En ausencia de inversiones más relevantes, esta semana la alcaldesa de Santander se retrató poniendo la primera piedra de otro Burguer King. Antes íbamos a Londres a poner hamburguesas para aprender inglés y ahora nos ponen la hamburguesería en casa. Por si, a resultas del Brexit, allí solo interesa acoger a nuestros graduados más brillantes, que prácticamente llevan el inglés aprendido.

Shakespeare nunca caduca. Ni el idioma ni su tragedia universal. Incluso aflora en Cantabria con extraordinaria literalidad. «Empieza por la mañana oliendo a gas y termina por la tarde apestando a coliflor cocida», denunciaba el otro día una señora en estas páginas. Algo huele a podrido en Guarnizo y no son los contratos del Servicio Cántabro de Salud, las cloacas que ventila Villarejo, ni la fratricida trinca parlamentaria podemita. No saben de dónde soplan tan fétidos vientos, pero el Gobierno confirma que no son malos para la salud. Y si lo fuesen, ya se descubrirá después, cuando no tenga remedio. En realidad, nuestras autoridades saben que somos capaces de soportar pestilencias de intensidad mayúscula, a juzgar por las concatenadas y frecuentes imputaciones diestras y siniestras. No quitan sus manzanas podridas y pretendemos que disipen una simple peste a coliflor.
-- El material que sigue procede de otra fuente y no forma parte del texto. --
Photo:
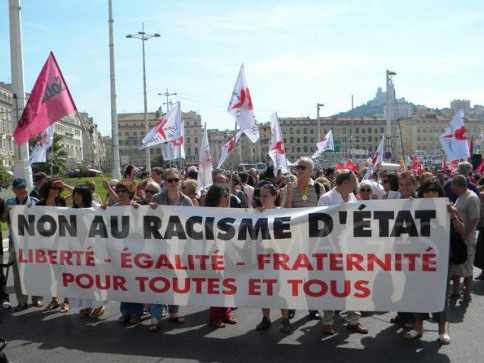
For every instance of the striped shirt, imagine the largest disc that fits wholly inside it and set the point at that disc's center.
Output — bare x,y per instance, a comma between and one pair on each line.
297,197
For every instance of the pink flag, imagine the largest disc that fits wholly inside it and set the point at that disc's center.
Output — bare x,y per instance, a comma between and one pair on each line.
277,151
227,148
49,101
241,107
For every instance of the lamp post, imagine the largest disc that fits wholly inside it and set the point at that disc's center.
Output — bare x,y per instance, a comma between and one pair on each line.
143,36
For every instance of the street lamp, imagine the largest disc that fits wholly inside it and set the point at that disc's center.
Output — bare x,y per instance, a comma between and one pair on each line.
143,36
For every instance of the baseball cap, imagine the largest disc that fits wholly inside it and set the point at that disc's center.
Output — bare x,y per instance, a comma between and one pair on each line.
19,183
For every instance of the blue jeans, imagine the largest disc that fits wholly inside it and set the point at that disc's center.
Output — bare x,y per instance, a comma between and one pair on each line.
155,310
131,309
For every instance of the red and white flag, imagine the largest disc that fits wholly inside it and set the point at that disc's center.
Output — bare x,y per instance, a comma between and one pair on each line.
277,151
205,165
169,128
327,143
39,152
49,101
241,107
454,140
376,159
228,148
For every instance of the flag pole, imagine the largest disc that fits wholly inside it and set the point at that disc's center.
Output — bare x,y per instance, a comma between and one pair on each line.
22,167
116,171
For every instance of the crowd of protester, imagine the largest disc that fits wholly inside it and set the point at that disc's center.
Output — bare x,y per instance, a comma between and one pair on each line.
305,187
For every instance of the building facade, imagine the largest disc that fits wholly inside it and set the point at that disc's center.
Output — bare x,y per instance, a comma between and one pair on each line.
131,130
7,144
70,130
93,146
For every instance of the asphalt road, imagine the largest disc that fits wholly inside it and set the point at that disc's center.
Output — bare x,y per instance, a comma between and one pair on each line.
35,336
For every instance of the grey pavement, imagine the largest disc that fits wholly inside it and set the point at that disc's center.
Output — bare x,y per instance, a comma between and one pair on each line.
35,336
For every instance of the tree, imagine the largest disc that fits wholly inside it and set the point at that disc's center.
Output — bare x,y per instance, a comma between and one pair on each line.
56,158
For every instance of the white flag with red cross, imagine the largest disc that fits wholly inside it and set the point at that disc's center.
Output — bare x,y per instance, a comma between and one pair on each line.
277,151
454,140
241,107
326,143
169,128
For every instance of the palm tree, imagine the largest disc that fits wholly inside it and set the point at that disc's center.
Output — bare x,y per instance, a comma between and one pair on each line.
56,158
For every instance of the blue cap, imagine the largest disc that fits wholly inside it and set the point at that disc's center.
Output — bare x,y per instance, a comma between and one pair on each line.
19,183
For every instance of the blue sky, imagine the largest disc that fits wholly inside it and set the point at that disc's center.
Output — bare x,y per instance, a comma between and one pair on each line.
297,53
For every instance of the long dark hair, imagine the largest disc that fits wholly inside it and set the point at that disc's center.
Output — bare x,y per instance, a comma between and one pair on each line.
44,192
432,185
214,194
86,195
Por el número de alfombras levantadas en este país, se puede aseverar –sin pesimismo trágico alguno– que estamos huérfanos de referentes sin mácula de corrupción y amoralidad. Por el abismo del descrédito se precipitan comisionistas políticos, cajas y bancos, ovejas negras del ámbito judicial, SGAE, cúpula empresarial y sindicatos; mafias y amistades peligrosas con Villarejo. Ni siquiera la monarquía podría seguir esquivando a la justicia si no fuese inviolable. Se propagan la desesperanza y el desasosiego. Se tambalean todos los dogmas. Desde que a Francisco le ha salido oposición en su propia curia vaticana, ya ni siquiera el Papa es infalible. Si algo huele a podrido aquí, en Cantabria, no podemos detectarlo, porque la anunciada oficina anticorrupción de Revilla se cuece a fuego lento en el epílogo de una espinosa e insípida legislatura con vocación de transición, que se está haciendo larga desde que el primer día que empezó.